Perempuan berusia 11 tahun itu tenggelam di sungai kembang kuning (kanal sungai kemuning), desa setempat, pada Minggu (07/12/2025).
Informasi yang dihimpun kontributor suarabangsa.co.id, korban tenggelam saat hendak mengambil baju temannya yang terbawa arus sungai.
Kasi Kedaruratan dan Logistik, Badan Penanggulangan Bencana Daerah (BPBD) Kabupaten Sampang, Mohammad Hozin membenarkan kejadian tersebut.
Menurut dia, kejadian itu terjadi sekitar pukul 08.00 WIB. Anak tersebut berniat untuk mengambil baju salah seorang temannya yang jatuh ke sungai.
“Benar, ada anak SD yang meninggal karena tenggelam di sungai,” kata Hozin.
Hozin menuturkan, peristiwa tenggelamnya korban itu bermula saat korban bersama ketujuh teman sebayanya pergi ke sungai dengan niat mandi dan rujakan di pinggir sungai.
“Korban dan teman-temannya ini sudah selesai mandi dan akan naik ke atas. Tetapi korban dan 1 temannya turun lagi ke sungai,” tambahnya.

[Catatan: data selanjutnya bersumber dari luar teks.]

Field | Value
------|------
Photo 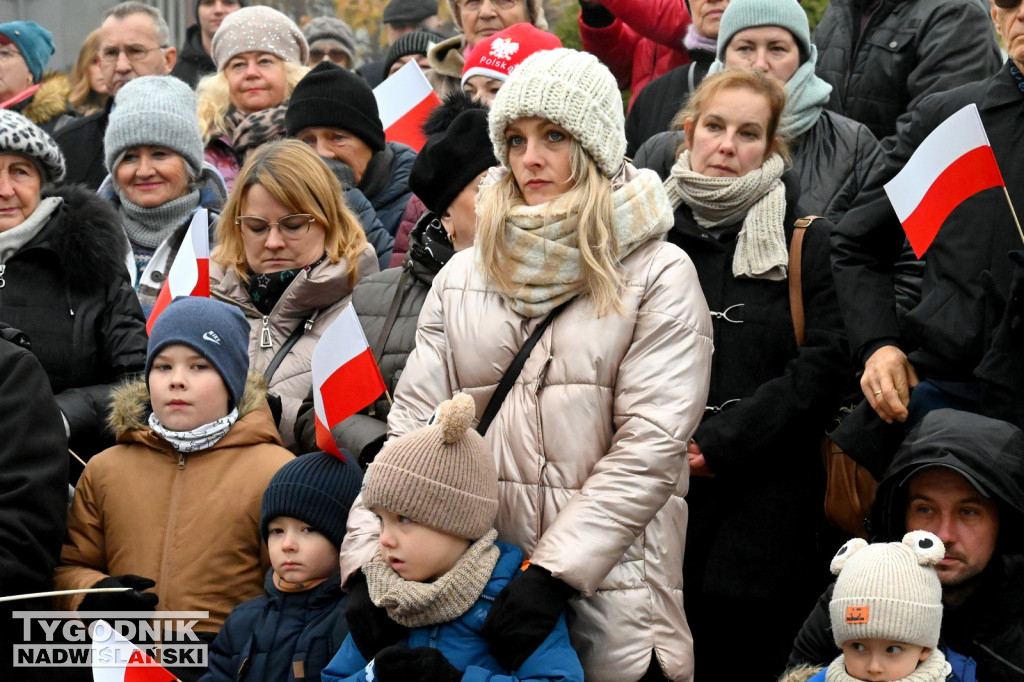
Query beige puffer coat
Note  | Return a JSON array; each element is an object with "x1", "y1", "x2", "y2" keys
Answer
[
  {"x1": 342, "y1": 241, "x2": 712, "y2": 682},
  {"x1": 210, "y1": 244, "x2": 380, "y2": 450}
]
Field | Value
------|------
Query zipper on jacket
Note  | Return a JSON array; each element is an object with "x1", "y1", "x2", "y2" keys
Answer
[{"x1": 259, "y1": 315, "x2": 273, "y2": 348}]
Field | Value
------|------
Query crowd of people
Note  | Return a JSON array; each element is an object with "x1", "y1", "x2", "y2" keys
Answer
[{"x1": 0, "y1": 0, "x2": 1024, "y2": 682}]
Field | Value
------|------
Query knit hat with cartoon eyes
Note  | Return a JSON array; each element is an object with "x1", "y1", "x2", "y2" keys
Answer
[{"x1": 828, "y1": 530, "x2": 946, "y2": 649}]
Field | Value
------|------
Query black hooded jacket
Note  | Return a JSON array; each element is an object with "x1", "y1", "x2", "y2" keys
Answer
[{"x1": 790, "y1": 410, "x2": 1024, "y2": 682}]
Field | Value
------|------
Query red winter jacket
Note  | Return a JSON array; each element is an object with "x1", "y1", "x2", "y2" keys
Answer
[{"x1": 580, "y1": 0, "x2": 690, "y2": 106}]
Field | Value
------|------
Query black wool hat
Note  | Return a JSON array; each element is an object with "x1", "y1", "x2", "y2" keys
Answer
[
  {"x1": 409, "y1": 110, "x2": 498, "y2": 215},
  {"x1": 381, "y1": 0, "x2": 437, "y2": 26},
  {"x1": 285, "y1": 61, "x2": 384, "y2": 152},
  {"x1": 259, "y1": 446, "x2": 362, "y2": 547}
]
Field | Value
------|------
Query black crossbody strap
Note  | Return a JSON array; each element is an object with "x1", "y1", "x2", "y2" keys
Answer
[{"x1": 476, "y1": 298, "x2": 573, "y2": 435}]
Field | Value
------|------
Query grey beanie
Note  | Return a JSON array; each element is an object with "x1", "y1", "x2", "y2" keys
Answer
[
  {"x1": 489, "y1": 49, "x2": 622, "y2": 178},
  {"x1": 103, "y1": 76, "x2": 203, "y2": 177},
  {"x1": 145, "y1": 296, "x2": 249, "y2": 407},
  {"x1": 716, "y1": 0, "x2": 811, "y2": 63},
  {"x1": 302, "y1": 16, "x2": 355, "y2": 63},
  {"x1": 0, "y1": 109, "x2": 65, "y2": 182},
  {"x1": 210, "y1": 5, "x2": 309, "y2": 71},
  {"x1": 828, "y1": 530, "x2": 946, "y2": 649}
]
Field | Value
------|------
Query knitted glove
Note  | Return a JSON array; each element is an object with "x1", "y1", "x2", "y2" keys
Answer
[
  {"x1": 374, "y1": 644, "x2": 462, "y2": 682},
  {"x1": 481, "y1": 564, "x2": 575, "y2": 671},
  {"x1": 345, "y1": 570, "x2": 409, "y2": 660},
  {"x1": 78, "y1": 573, "x2": 160, "y2": 611}
]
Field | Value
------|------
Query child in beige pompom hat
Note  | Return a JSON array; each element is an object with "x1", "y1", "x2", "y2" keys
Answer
[{"x1": 322, "y1": 393, "x2": 583, "y2": 682}]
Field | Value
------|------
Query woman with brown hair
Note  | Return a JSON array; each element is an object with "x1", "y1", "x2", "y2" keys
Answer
[{"x1": 210, "y1": 140, "x2": 379, "y2": 446}]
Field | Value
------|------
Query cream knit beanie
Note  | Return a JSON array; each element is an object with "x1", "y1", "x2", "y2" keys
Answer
[
  {"x1": 828, "y1": 530, "x2": 946, "y2": 649},
  {"x1": 362, "y1": 393, "x2": 498, "y2": 540},
  {"x1": 447, "y1": 0, "x2": 548, "y2": 31},
  {"x1": 489, "y1": 48, "x2": 626, "y2": 178}
]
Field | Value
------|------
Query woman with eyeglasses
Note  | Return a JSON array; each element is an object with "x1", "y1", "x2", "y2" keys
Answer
[
  {"x1": 210, "y1": 139, "x2": 379, "y2": 449},
  {"x1": 427, "y1": 0, "x2": 548, "y2": 96},
  {"x1": 196, "y1": 5, "x2": 309, "y2": 190},
  {"x1": 98, "y1": 76, "x2": 227, "y2": 317}
]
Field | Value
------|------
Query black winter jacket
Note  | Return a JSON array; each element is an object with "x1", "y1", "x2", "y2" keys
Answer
[
  {"x1": 790, "y1": 410, "x2": 1024, "y2": 682},
  {"x1": 814, "y1": 0, "x2": 999, "y2": 150},
  {"x1": 201, "y1": 569, "x2": 348, "y2": 682},
  {"x1": 0, "y1": 324, "x2": 69, "y2": 680},
  {"x1": 668, "y1": 174, "x2": 852, "y2": 602},
  {"x1": 0, "y1": 186, "x2": 146, "y2": 458},
  {"x1": 171, "y1": 24, "x2": 217, "y2": 90},
  {"x1": 295, "y1": 211, "x2": 454, "y2": 458},
  {"x1": 626, "y1": 50, "x2": 715, "y2": 159}
]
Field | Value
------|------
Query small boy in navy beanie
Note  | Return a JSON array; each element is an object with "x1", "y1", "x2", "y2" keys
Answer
[{"x1": 203, "y1": 453, "x2": 362, "y2": 682}]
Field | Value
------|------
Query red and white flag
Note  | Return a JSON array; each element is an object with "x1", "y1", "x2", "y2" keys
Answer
[
  {"x1": 312, "y1": 305, "x2": 387, "y2": 459},
  {"x1": 886, "y1": 103, "x2": 1006, "y2": 258},
  {"x1": 374, "y1": 59, "x2": 441, "y2": 152},
  {"x1": 90, "y1": 621, "x2": 178, "y2": 682},
  {"x1": 145, "y1": 209, "x2": 210, "y2": 334}
]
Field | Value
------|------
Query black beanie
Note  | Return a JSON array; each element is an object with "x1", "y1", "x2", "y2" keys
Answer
[
  {"x1": 409, "y1": 110, "x2": 498, "y2": 216},
  {"x1": 259, "y1": 453, "x2": 362, "y2": 547},
  {"x1": 285, "y1": 61, "x2": 384, "y2": 152},
  {"x1": 381, "y1": 29, "x2": 444, "y2": 78}
]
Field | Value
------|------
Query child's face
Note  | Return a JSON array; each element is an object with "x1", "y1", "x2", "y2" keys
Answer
[
  {"x1": 266, "y1": 516, "x2": 339, "y2": 583},
  {"x1": 843, "y1": 639, "x2": 932, "y2": 682},
  {"x1": 373, "y1": 509, "x2": 469, "y2": 583},
  {"x1": 150, "y1": 344, "x2": 230, "y2": 431}
]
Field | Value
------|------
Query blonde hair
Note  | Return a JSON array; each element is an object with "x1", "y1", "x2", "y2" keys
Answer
[
  {"x1": 210, "y1": 139, "x2": 367, "y2": 285},
  {"x1": 672, "y1": 69, "x2": 790, "y2": 162},
  {"x1": 196, "y1": 57, "x2": 309, "y2": 145},
  {"x1": 474, "y1": 138, "x2": 623, "y2": 315},
  {"x1": 68, "y1": 29, "x2": 110, "y2": 116}
]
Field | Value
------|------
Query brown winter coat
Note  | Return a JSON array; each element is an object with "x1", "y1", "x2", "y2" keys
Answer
[
  {"x1": 210, "y1": 244, "x2": 380, "y2": 447},
  {"x1": 53, "y1": 375, "x2": 292, "y2": 632},
  {"x1": 342, "y1": 240, "x2": 712, "y2": 682}
]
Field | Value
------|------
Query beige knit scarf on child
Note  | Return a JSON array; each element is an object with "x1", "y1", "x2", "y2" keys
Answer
[
  {"x1": 488, "y1": 164, "x2": 673, "y2": 317},
  {"x1": 665, "y1": 150, "x2": 790, "y2": 281},
  {"x1": 362, "y1": 528, "x2": 501, "y2": 628}
]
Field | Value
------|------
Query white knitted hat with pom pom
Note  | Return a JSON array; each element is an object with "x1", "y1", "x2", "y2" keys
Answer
[{"x1": 362, "y1": 393, "x2": 498, "y2": 540}]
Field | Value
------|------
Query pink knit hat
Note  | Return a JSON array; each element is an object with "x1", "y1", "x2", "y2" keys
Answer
[{"x1": 462, "y1": 22, "x2": 562, "y2": 86}]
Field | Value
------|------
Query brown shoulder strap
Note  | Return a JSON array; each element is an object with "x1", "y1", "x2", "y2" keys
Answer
[{"x1": 790, "y1": 215, "x2": 820, "y2": 346}]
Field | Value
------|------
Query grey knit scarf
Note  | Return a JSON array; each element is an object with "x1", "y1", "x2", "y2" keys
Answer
[
  {"x1": 115, "y1": 187, "x2": 200, "y2": 249},
  {"x1": 665, "y1": 150, "x2": 790, "y2": 281},
  {"x1": 362, "y1": 528, "x2": 501, "y2": 628}
]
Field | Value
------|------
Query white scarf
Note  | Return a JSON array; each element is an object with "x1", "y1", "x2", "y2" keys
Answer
[
  {"x1": 665, "y1": 150, "x2": 790, "y2": 281},
  {"x1": 150, "y1": 408, "x2": 239, "y2": 455}
]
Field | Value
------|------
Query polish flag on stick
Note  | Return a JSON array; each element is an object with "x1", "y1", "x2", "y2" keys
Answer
[
  {"x1": 89, "y1": 621, "x2": 178, "y2": 682},
  {"x1": 885, "y1": 103, "x2": 1024, "y2": 258},
  {"x1": 312, "y1": 305, "x2": 387, "y2": 459},
  {"x1": 374, "y1": 59, "x2": 441, "y2": 152},
  {"x1": 145, "y1": 209, "x2": 210, "y2": 334}
]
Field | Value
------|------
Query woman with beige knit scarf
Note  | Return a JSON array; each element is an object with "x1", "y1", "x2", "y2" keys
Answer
[
  {"x1": 341, "y1": 49, "x2": 712, "y2": 682},
  {"x1": 666, "y1": 66, "x2": 852, "y2": 680}
]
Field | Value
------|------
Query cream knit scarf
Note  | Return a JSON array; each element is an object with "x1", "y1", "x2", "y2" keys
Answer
[
  {"x1": 362, "y1": 528, "x2": 501, "y2": 628},
  {"x1": 497, "y1": 164, "x2": 673, "y2": 317},
  {"x1": 825, "y1": 649, "x2": 950, "y2": 682},
  {"x1": 665, "y1": 150, "x2": 790, "y2": 281}
]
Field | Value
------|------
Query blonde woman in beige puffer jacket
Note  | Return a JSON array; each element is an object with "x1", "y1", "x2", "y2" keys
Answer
[{"x1": 341, "y1": 49, "x2": 712, "y2": 682}]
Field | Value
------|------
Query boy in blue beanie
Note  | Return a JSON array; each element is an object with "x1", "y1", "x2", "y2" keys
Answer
[{"x1": 202, "y1": 453, "x2": 362, "y2": 682}]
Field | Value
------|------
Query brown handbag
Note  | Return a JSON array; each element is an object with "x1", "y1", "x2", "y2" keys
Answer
[{"x1": 790, "y1": 216, "x2": 878, "y2": 539}]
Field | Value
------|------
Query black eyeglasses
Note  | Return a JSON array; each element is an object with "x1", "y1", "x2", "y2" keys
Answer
[{"x1": 234, "y1": 213, "x2": 315, "y2": 240}]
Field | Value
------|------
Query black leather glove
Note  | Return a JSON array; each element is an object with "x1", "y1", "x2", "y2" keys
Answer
[
  {"x1": 78, "y1": 573, "x2": 160, "y2": 611},
  {"x1": 481, "y1": 564, "x2": 575, "y2": 671},
  {"x1": 374, "y1": 644, "x2": 462, "y2": 682},
  {"x1": 345, "y1": 570, "x2": 409, "y2": 660}
]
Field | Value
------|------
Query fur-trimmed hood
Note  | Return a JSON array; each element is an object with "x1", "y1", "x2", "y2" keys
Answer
[
  {"x1": 106, "y1": 372, "x2": 269, "y2": 432},
  {"x1": 31, "y1": 184, "x2": 128, "y2": 290}
]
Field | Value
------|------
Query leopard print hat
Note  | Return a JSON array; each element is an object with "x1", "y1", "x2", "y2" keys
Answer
[{"x1": 0, "y1": 110, "x2": 65, "y2": 182}]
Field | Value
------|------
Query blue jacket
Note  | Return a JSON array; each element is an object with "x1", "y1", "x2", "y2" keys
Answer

Kedua anak tersebut, lanjut Hozin, berniat untuk mengambil baju dari salah satu temannya yang hanyut terbawa air sungai.
“Pada saat hendak ngambil baju itu lah keduanya terbawa arus air. Namun, teman korban berhasil menyelamatkan diri sedangkan korban tenggelam ke dasar sungai.
Mengetahui teman sepermainannya itu tenggelam, keenam teman korban berteriak minta tolong. Setelah mendengar teriakan itu, warga pun datang ke lokasi.
“Warga langsung melakukan pencarian selama setengah jam, sekiar pukul 09.00 WIB korban pun ditemukan dalam kondisi lemas tak bernyawa,” ungkapnya.
Hozin menjelaskan, bahwa relawan Palang Merah Indonesia (PMI) Kecamatan Kedungdung sempat melakukan tindakan RJP kepada korban, tetapi tidak membuahkan hasil.
“Jenazah Korban kemudian dibawa ke rumah duka untuk dimakamkan,” pungkasnya.